Real estate investments in Italy have grown to over €3.4bn in the first half of 2016, which is almost 35% higher year-on-year, according to Savills.
Cross border investment into Italy accounted for 65% of all deals, while international funds are increasingly dominating the market, with 80% of foreign capital coming from Europe, the real estate advisor said.
“Favourable market conditions are fuelling the supply of product in the Italian market through fund liquidations or equity fund investors who are taking advantage of the point in the market’s cycle to dispose of some of the most liquid assets in their portfolios,” said Eri Mitsosterigiou, director of Research at Savills Europe.
“Our analysis suggests Italy is at an earlier stage in the cycle compared to Europe’s primary markets in France, Germany and the UK, therefore international investors are still identifying the potential for capital growth and better returns from core Italian product,” Mitsosterigiou said.
According to Savills, investment into the office sector in Italy this year accounted for near 46% of all activity, over 40% ahead of H1 2015.
The retail sector represented 26% of the total investment volume, also a year-on-year 40% hike. The high streets of Milan, Rome and Florence are dominating the retail investment market and the first six months of this year saw circa €505m invested, an increase of near 80% compared to the previous year.
Savills also recorded that H1 2016 experienced a notable increase in investment into alternative commercial real estate sectors (including hospitality). Almost 22%, circa €761m, of the total volume can be attributed to investment into the alternatives sector, markedly within healthcare.

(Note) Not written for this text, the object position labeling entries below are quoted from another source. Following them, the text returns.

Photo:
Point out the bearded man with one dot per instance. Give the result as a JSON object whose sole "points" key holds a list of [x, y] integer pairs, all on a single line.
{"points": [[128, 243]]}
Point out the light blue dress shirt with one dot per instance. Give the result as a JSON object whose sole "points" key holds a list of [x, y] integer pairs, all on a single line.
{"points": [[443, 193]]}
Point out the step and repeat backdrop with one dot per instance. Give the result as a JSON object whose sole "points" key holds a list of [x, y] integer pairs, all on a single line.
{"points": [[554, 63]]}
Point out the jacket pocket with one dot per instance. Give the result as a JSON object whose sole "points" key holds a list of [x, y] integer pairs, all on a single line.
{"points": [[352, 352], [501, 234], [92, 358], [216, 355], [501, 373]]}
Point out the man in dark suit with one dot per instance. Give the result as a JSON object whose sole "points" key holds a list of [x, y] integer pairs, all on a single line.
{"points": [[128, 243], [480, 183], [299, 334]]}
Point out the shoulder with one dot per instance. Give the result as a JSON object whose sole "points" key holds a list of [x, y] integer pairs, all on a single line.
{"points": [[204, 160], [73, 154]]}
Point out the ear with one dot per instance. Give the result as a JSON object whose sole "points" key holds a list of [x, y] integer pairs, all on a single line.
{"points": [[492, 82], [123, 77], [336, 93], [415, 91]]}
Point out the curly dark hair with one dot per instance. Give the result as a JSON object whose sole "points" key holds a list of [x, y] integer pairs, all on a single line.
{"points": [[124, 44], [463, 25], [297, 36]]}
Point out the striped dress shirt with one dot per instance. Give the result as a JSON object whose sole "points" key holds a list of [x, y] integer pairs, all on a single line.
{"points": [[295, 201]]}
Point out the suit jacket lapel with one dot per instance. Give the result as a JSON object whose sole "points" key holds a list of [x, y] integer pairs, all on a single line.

Also of note is that the vast majority of the transactions so far in 2016 were on a single asset basis, whilst portfolio transactions accounted for 21% of the total, down from 35% in H1 2015.
Looking at the next twelve months, Savills believes that the supply of commercial real estate is set to increase as funds will take advantage of the improving market conditions, particularly the ones that purchased in the low point of the cycle in 2011-2012.
“Prime locations of major Italian cities are most likely to benefit from this trend, while top yields for the best office and retail assets in Milan and Rome could stabilise this year following a few quarters of steep yield compression,“ comments Marco Montosi, head of Investment at Savills Italy.